The seizure freedom outcomes in hemispherectomy are representative of most of the outcome curves for epilepsy surgery in children, where over time the number of children who relapse with seizures increases, he said. In one series, the researchers reviewed seizure outcomes for 170 children who underwent hemispherectomy between 1997 and 2009 at Cleveland Clinic’s Epilepsy Center. Initially, there was a steep decline in the percentage of patients who were seizure-free. Most surgical failures occur very early, said Dr. Gupta. “In fact, many occur right in the acute postoperative period or shortly thereafter,” he said. In this series, 78% of patients were seizure-free six months after surgery. At two years, 70% were seizure-free. At five years, about two-thirds remained seizure-free.
In studies of temporal lobe surgery in adults and children, the seizure freedom rate is about 80% at one year and approximately 60% at five years. For frontal lobe surgeries, the seizure freedom rate is somewhat lower—two-thirds at one year and 44% at five years.
“All the curves are saying [that] you have early failures, which are probably your incomplete resections,” said Dr. Gupta. “And then you have late failures, which could be a combination of incomplete resections and failure to localize.”
For posterior quadrant surgery, seizure freedom is in the range of 60% to 70% at one year. At five years, 55% of patients are seizure-free. Surgical treatment of occipital pathology seems to produce better outcomes than treatment of parietal pathology, said Dr. Gupta. “The best predictor of long-term seizure outcome is really a brain MRI lesion that is concordant with the electrophysiologic data, and that complete resection of the lesion was feasible,” he said. Considering etiology, surgeries to remove low-grade tumors, well-circumscribed remote encephaloclastic lesions, and vascular substrates are the most successful, followed by cortical dysplasias, type 2 or higher. Patients with focal cortical dysplasias, type 1, are the most difficult to treat surgically.
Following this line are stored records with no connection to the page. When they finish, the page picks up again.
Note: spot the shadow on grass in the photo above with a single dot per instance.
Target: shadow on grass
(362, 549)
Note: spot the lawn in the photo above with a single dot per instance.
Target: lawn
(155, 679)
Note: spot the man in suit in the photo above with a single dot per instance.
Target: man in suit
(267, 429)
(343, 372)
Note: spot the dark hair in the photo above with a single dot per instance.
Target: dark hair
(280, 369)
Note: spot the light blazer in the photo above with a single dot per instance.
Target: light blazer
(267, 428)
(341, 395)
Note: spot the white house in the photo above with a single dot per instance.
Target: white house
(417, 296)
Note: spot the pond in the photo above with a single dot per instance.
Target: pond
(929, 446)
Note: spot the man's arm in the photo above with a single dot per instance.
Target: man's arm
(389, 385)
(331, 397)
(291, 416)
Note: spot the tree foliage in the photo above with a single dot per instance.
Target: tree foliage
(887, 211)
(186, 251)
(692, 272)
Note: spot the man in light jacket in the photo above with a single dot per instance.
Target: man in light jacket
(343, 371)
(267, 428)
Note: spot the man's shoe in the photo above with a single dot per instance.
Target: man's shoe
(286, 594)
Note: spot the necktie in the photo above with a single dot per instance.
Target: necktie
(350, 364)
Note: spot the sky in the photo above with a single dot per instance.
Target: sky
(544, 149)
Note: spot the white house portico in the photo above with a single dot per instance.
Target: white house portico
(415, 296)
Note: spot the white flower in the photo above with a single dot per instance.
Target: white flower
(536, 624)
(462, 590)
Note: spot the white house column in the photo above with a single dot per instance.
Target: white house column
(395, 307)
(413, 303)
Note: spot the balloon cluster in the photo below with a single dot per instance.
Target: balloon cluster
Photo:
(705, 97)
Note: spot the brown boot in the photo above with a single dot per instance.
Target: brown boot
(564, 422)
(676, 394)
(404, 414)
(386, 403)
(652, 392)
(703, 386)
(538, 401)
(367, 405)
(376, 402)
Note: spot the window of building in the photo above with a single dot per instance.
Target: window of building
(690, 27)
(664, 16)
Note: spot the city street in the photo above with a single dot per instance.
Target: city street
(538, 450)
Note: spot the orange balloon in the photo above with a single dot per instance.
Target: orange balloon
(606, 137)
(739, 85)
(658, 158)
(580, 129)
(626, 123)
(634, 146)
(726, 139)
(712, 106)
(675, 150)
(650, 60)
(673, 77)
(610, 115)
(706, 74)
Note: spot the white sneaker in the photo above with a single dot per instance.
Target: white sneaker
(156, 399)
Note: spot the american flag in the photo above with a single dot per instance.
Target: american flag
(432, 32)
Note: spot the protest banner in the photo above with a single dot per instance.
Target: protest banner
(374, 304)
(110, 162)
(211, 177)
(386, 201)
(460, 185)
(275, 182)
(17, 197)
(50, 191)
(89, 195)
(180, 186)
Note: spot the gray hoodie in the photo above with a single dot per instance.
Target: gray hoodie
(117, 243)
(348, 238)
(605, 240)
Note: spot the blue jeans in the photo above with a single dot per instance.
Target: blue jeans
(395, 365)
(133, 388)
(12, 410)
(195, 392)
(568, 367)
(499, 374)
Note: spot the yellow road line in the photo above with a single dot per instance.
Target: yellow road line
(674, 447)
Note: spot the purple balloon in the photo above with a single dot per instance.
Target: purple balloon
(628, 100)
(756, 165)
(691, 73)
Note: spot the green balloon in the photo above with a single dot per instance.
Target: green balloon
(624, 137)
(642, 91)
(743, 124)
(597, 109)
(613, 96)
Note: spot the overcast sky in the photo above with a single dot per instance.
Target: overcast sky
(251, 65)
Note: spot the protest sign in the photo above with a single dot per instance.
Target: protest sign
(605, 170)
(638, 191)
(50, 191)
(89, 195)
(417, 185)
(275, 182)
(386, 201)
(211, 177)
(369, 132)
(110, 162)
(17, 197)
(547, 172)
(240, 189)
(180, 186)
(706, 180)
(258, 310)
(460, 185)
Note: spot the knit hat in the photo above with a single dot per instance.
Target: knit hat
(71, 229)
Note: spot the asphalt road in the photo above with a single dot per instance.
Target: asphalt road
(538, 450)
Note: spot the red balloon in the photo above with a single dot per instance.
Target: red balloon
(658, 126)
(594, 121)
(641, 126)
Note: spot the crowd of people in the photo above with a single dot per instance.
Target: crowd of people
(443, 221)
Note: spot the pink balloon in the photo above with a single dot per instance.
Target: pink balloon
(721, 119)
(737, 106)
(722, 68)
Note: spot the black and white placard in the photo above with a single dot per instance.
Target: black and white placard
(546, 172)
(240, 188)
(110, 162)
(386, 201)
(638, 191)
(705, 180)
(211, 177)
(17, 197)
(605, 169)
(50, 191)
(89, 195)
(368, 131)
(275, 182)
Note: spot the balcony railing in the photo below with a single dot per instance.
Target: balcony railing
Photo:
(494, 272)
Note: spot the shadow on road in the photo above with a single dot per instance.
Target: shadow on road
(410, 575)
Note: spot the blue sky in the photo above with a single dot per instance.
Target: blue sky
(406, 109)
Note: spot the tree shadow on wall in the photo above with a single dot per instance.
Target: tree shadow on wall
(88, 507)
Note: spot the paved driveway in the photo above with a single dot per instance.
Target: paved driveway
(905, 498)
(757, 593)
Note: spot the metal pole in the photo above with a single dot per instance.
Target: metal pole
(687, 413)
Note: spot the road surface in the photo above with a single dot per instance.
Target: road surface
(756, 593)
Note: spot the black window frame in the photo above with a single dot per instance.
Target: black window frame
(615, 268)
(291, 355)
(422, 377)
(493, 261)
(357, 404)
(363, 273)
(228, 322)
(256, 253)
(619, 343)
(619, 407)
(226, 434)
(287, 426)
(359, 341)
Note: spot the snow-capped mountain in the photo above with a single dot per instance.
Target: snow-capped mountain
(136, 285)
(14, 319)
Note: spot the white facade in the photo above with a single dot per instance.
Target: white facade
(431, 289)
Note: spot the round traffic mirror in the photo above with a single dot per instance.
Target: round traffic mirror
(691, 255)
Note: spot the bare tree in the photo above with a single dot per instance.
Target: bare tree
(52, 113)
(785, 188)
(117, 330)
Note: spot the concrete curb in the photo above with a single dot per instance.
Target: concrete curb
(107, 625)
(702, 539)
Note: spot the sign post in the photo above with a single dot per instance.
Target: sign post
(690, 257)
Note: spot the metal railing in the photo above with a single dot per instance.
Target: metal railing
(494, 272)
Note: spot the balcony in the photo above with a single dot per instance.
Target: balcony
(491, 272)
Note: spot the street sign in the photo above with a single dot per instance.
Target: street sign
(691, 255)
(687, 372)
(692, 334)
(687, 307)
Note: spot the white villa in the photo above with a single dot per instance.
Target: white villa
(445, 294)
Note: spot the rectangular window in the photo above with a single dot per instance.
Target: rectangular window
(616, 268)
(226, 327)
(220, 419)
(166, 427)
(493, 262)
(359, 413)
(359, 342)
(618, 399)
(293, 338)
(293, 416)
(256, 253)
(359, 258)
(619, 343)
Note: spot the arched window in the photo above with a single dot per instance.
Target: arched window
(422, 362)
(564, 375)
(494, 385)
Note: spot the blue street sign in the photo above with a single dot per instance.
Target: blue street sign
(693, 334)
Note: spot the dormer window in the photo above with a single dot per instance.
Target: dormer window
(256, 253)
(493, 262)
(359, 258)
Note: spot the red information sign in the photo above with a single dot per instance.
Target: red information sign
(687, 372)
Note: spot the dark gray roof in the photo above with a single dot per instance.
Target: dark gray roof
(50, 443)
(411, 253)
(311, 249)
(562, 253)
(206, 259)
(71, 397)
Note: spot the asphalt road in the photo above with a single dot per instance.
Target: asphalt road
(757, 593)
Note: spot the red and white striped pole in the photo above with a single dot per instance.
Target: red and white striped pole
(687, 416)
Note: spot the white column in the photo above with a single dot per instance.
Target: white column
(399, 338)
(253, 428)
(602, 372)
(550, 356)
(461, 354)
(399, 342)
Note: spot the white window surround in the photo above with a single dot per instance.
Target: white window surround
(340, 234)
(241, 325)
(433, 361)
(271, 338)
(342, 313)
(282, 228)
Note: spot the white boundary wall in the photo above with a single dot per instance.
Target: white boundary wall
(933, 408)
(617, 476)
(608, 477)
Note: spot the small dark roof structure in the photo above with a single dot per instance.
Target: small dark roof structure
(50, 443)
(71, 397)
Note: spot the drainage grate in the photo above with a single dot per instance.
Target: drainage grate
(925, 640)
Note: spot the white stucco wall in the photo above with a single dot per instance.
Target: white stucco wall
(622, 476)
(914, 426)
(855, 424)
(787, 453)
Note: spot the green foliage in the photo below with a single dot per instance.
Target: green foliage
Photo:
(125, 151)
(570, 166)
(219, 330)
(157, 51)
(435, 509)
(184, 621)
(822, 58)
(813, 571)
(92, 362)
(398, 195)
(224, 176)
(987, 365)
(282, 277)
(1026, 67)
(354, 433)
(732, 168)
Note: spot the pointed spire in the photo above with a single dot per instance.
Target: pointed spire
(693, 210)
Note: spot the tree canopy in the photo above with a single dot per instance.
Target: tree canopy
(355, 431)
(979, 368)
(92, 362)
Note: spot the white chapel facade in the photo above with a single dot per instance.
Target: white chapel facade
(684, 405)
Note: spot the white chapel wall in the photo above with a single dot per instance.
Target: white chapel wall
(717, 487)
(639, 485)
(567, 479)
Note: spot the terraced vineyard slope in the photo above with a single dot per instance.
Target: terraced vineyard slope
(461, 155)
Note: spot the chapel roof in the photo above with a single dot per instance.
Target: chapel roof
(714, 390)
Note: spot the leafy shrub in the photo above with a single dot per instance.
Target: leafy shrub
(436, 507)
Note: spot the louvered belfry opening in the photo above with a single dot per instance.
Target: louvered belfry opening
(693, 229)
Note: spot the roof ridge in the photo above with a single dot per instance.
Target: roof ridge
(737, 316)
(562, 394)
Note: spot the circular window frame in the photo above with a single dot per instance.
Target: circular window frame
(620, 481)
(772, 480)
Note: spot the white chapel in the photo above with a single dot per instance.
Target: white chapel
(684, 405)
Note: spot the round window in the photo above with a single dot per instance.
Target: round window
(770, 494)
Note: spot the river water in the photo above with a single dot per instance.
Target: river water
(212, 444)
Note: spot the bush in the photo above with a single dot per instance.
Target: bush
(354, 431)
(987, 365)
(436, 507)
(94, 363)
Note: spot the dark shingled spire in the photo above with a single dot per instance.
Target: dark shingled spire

In summary, child neurologists who are referring or thinking of referring children for epilepsy surgery can use the data from these studies to counsel families in the clinic. “You can use these median numbers: the median seizure freedom that you can expect of all surgeries in the pediatric population is about 60–70% at one year and about 50–60% at five years. Obviously some children will do much better. Some will not.”
In children who are seizure-free one year after surgery, reducing AEDs “appears to be safe and reasonable and therefore should be considered,” said Dr. Gupta. In the series of 170 patients, approximately two-thirds of patients were not taking any AEDs at five years. In the other patients, medications were reduced, continued, or restarted because the patient failed to achieve seizure freedom. “The mean number of [AEDs] that these patients have after surgery is much lower than that would be otherwise,” he said.